"La perte de repères est réelle, mais le voyage est surtout intérieur" : au Kirghizistan, l’extraordinaire aventure d’un père et sa fille malvoyante
=> lire l'article d' p
==
Ce dimanche 27 novembre, les jurys de la 21e édition du FIFAV, le Festival International du Film et du Livre d’Aventure de La Rochelle ont remis les prix Coup de Cœur et celui de l’Aventurière à Carla et Pierre Petit. Quand la salle s’est levée pour les applaudir à la fin de la projection de leur film, À perte de vue, c’est la surprise et la reconnaissance qu’ils ont ressenties en premier. Avec deux récompenses en poche, l’envie de recommencer ne s’est pas fait attendre : «De toute manière, je ne suis pas prêt à couper complètement le cordon. J’ai très envie de continuer de faire des films avec ma fille», a déclaré Pierre Petit.

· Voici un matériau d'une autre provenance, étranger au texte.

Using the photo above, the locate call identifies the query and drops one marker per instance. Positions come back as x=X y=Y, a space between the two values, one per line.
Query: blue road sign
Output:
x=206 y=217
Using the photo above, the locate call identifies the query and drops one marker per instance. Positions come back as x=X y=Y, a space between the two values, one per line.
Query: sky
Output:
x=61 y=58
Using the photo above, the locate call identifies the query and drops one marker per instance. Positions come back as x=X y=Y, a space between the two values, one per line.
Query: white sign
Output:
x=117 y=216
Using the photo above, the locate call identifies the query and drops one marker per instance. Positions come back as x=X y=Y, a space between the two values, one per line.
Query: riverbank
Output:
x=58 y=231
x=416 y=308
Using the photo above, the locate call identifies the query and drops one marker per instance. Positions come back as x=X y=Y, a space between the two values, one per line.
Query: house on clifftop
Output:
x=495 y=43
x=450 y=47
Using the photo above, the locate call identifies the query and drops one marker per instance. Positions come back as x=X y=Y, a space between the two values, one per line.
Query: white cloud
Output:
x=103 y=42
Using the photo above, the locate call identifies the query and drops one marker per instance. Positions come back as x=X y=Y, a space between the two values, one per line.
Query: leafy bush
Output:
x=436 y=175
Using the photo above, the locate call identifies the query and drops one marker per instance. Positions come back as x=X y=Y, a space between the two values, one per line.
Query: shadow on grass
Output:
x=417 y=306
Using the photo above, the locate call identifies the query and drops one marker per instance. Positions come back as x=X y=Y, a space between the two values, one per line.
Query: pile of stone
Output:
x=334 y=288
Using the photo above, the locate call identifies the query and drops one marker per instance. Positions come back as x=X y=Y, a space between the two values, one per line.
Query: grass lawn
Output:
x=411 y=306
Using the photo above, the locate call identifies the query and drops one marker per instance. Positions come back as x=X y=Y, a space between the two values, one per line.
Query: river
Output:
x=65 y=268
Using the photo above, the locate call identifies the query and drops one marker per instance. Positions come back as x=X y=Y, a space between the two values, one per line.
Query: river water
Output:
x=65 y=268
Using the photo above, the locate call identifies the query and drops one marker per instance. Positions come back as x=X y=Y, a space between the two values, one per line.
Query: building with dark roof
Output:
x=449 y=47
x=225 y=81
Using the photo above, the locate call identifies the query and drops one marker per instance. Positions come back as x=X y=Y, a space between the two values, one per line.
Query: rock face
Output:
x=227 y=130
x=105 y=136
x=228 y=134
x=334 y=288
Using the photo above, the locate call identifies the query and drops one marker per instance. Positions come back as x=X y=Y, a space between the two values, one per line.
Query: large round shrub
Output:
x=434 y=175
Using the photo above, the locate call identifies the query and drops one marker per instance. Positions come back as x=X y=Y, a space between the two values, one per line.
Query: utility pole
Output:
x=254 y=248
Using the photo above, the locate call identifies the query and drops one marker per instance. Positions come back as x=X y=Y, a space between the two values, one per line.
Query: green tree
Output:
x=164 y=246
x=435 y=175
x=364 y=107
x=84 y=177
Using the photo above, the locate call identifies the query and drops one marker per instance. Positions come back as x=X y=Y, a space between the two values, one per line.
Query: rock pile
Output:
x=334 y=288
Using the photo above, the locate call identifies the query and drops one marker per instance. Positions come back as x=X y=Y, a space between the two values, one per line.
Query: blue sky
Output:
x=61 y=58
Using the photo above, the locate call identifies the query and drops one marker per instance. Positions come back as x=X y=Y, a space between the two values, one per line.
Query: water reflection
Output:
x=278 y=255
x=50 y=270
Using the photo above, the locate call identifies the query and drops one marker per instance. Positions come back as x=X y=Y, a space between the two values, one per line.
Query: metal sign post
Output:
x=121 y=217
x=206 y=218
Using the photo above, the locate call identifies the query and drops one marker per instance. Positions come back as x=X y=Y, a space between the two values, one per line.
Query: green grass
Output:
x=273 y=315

Elle, c’est une jeune femme qui décide de partir à cheval dans les steppes kirghizes. Lui, un cinéaste émérite à l’origine de nombreux documentaires : c’est notamment lui qui a filmé Dans le sillage d’Ulysse avec Sylvain Tesson , réalisé par Christophe Raylat en 2019. Carla et Pierre Petit sont aussi un père et sa fille qui comprennent que le temps passe. À 22 ans, la jeune étudiante en agronomie à Dignes va bientôt déserter le nid que lui a si souvent quitté pour le travail. Ils décident donc de partir ensemble, comme un voyage de transition vers l’âge adulte. Elle dans l’idée de l’initier à sa passion pour les chevaux, lui pour partager une «dernière fois» un moment privilégié avec sa fille. «Au début nous devions partir juste pour vivre une aventure ensemble, mais papa est incapable de partir sans une caméra», raconte Carla devant un public amusé.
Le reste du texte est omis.